Let us pull back the curtain. This is one of the most fascinating recommendation systems in tech, and it drives more than 50% of all new connections on LinkedIn.
Source: This explanation draws from LinkedIn Engineering's article on PYMK (People You May Know) and their published research papers at WWW'13 and KDD'14.
It Starts With a Graph
LinkedIn models everything as a graph. Think of it like a giant web:
- Each person is a dot (node)
- Each connection is a line (edge)
- Companies, schools, and skills are also dots connected to you
If you are connected to Alice, and Alice is connected to Bob, then there is a path from you to Alice to Bob. That makes Bob a second-degree connection. And that is where the magic begins.
LinkedIn built a custom graph database called LIquid that powers this. It handles over 270 billion relationships and processes 2 million queries per second. That is serious engineering.
The Core Algorithm: Friends-of-Friends
The simplest way LinkedIn finds suggestions is triangle closing.
If you know Alice, and Alice knows Bob, then maybe you know Bob too. LinkedIn scores each possible connection using hundreds of signals:
| Signal | What It Means | |--------|--------------| | Mutual connections | The more you share, the higher the score | | Same company | Did you work at the same place? | | Same school | Classmates or alumni | | Same industry | Related roles are 5x more likely to be suggested | | Location | People nearby are more relevant | | Age difference | You are more likely to know people your own age | | Profile views | If you view someone and they view you back, that is a strong signal |
LinkedIn feeds all these signals into a logistic regression model — a machine learning model that predicts how likely it is that Person A knows Person B.

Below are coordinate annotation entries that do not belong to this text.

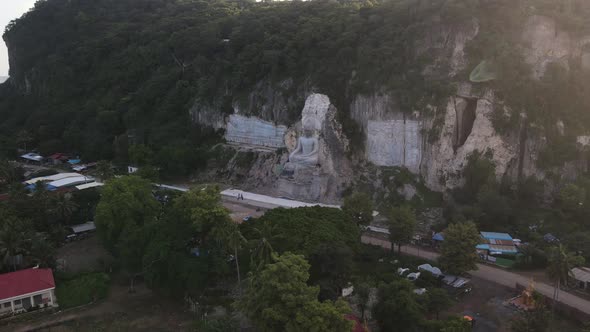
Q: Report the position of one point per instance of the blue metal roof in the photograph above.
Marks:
(496, 236)
(438, 237)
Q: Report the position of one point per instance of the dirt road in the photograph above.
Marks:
(493, 274)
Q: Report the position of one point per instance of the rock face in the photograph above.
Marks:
(324, 182)
(546, 44)
(254, 131)
(395, 143)
(434, 143)
(444, 159)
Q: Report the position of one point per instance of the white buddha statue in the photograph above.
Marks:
(306, 154)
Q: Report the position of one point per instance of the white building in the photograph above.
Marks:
(28, 289)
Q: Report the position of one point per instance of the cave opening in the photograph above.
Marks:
(465, 117)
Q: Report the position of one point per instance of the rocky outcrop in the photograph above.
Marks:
(434, 143)
(279, 103)
(444, 159)
(546, 43)
(254, 132)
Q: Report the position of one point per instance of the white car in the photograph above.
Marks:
(413, 276)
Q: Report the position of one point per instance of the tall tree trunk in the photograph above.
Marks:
(238, 269)
(556, 287)
(132, 284)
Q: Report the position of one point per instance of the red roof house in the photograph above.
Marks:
(26, 289)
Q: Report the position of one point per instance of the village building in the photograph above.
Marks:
(24, 290)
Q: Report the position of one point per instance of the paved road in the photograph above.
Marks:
(486, 272)
(493, 274)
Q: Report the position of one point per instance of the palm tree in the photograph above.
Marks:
(12, 240)
(64, 206)
(229, 234)
(560, 268)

Key insight: Not all overlaps are equal. Working together at a 10-person startup for 5 years is a much stronger signal than working at the same megacorp for 2 months. LinkedIn published a research paper on this at WWW'13.
The ML Layer: Learning From Your Behavior
Here is where it gets smart. LinkedIn watches what you do with suggestions:
- If you connect, the model learns that this suggestion was good and shows more like it.
- If you ignore it, the model learns that this was not relevant and lowers its score.
- If you click "I don't know this person", the model learns that this was wrong and stops showing it.
This is called impression discounting (published at KDD'14). Every suggestion you see and ignore gets its score reduced. The system rewrites itself daily based on real user behavior.
Scale: Processing Terabytes Every Day
At LinkedIn's scale (1+ billion members), PYMK is a massive engineering challenge:
- Daily data processed: hundreds of terabytes
- Potential connections evaluated: hundreds of billions
- Refresh cycle: every single day
- Batch processing pipeline: uses Apache Kafka for streaming, Azkaban for workflow management, and Voldemort for fast data serving
The system first pre-computes suggestions in an offline batch, then serves them instantly when you open LinkedIn. If you need real-time suggestions after connecting with someone new, the online system queries LIquid directly.
Key Takeaways
- Graphs are everywhere — LinkedIn's entire product runs on a graph database.
- Mutual connections are king — triangle closing is the number one signal.
- Every action trains the model — your clicks, ignores, and connections teach the algorithm.
- Scale changes everything — processing hundreds of billions of potential connections daily requires custom infrastructure.
Next time you see "People You May Know", remember that there is a graph database processing billions of relationships, a machine learning model learning from your every click, and an engineering team processing terabytes of data daily to make that one little box appear.